The lawsuit references a study found in the New England Journal of Medicine in which a safety board found it to be the least effective and deadliest drug in the trial before it was suspended after 53 percent of the Ebola patients who took the drug died.
The National Institute of Health (NIH) has said it’s the only drug approved by the U.S. Food and Drug Administration to treat COVID-19.
“Remdesivir received Emergency Use Authorization in or around May of 2020, after being recommended by an NIH panel that contained nine individuals with financial ties to its creator, Gilead Sciences,” the lawsuit alleges. “It is very nearly the equivalent of a death sentence for a COVID patient, or a patient with real Pneumonia (as opposed to ‘covid pneumonia’).
Without receiving informed consent before giving remdesivir, the hospitals violated the Nuremberg Code, the lawsuit states, which criminalizes human experimentation performed without informed consent.

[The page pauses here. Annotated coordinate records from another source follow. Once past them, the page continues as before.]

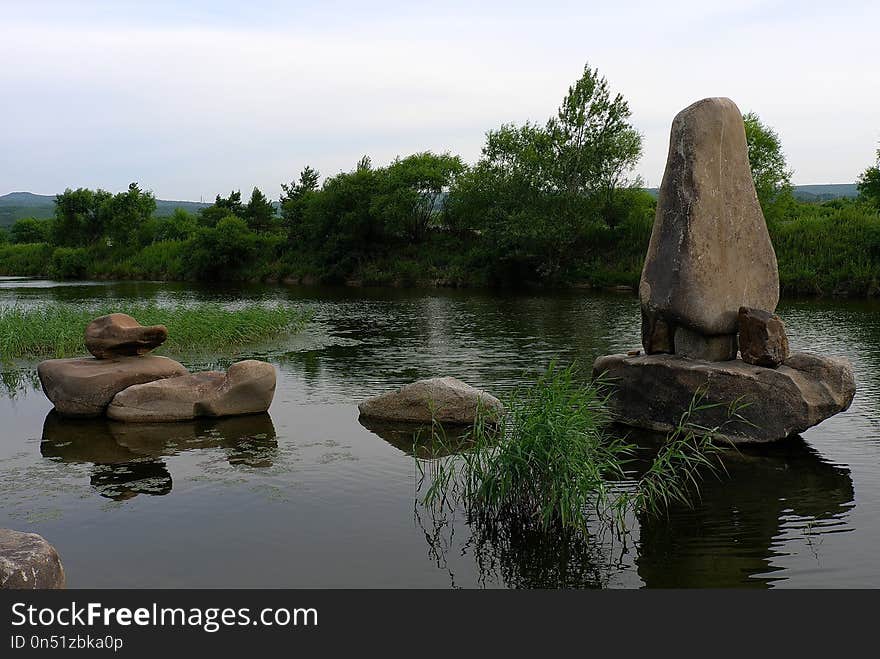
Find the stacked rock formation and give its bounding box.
[37,313,275,422]
[593,98,855,442]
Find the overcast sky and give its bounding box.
[0,0,880,200]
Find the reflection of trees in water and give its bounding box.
[40,411,278,501]
[637,437,854,588]
[362,422,854,588]
[414,501,627,588]
[282,291,638,395]
[0,365,41,399]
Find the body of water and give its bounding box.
[0,278,880,588]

In some cases, according to witness testimony, Watkins said in the conference that remdesivir was given even after the patients declined.
The lawsuit addressed the federal financial incentives hospitals received for the protocol.
Hamilton discussed what he said was the financial reward system for the protocols in the conference.
“What I’m going to speak about is the average charge rate for three categories of COVID victims,” Hamilton said.
If a patient is treated and sent home, the average charge rate in California is $3,200, he said.
“If you bring them into the hospital and treat them as a non-complex COVID patient, the average charge rate is $111,000,” he said.
“However, if you treat them as a complex COVID patient, which means you have to either intubate them, or put them in intensive care, by definition they become complex, and for that the average charge rate is roughly $450,000.”
In addition to these charges, hospitals received a bonus from the government via the International Classification of Diseases code that allowed them to charge an extra 20 percent on the entire hospital stay, adding $90,000 to the $450,000.
“So, you can see why there’s a great incentive not to just give them something that works and send them home, but to actually bring them in, find a way to intubate them, call it a complex case, and get $500,000 instead of $3,200. That’s a tremendous financial incentive.”